Shan comprendió que Conan se había dado cuenta de todo, y que en sus fogosos ojos azules brillaba una chispa maliciosa.
El gobernador gritó con desesperación y cogió su espada, pero Conan se movió con la velocidad de un huracán. Dio un salto y derribó a Shan con un golpe salvaje aplicado con la empuñadura de su cuchillo, asió con violencia a la Devi por un brazo y luego se encaramó a la ventana. Chunder Shan luchó por ponerse en pie apresuradamente y vio que en el alféizar de la ventana se agitaban los blancos brazos y las faldas de seda de la Devi. Luego oyó el grito fiero y desafiante de Conan:
-¡Y ahora atrévete a ahorcar a mis hombres!

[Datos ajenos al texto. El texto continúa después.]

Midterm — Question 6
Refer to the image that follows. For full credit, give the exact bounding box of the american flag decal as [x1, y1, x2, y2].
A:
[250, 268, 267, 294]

Entonces Conan saltó el muro, sin soltar a su presa, y desapareció. Hasta los oídos de Shan llegó el grito salvaje del bárbaro de las montañas.
-¡Guardias! ¡Guardias! -gritó el gobernador, que se dirigió hacia la puerta tambaleándose. La abrió y salió al amplio vestíbulo. Sus gritos resonaron con mil ecos por los corredores, y varios guerreros acudieron corriendo. Quedaron perplejos al ver la sangre que manaba de la cabeza del gobernador.
-¡Que salgan inmediatamente los lanceros! -bramó-. ¡Acaba de producirse un secuestro!
Aun en medio de su agitación, de su dolor físico y de su desesperación, el gobernador tuvo suficiente sentido común como para ocultar la verdad. De repente, oyó en el exterior el súbito galope de un caballo, un grito femenino y un alarido bárbaro de triunfo.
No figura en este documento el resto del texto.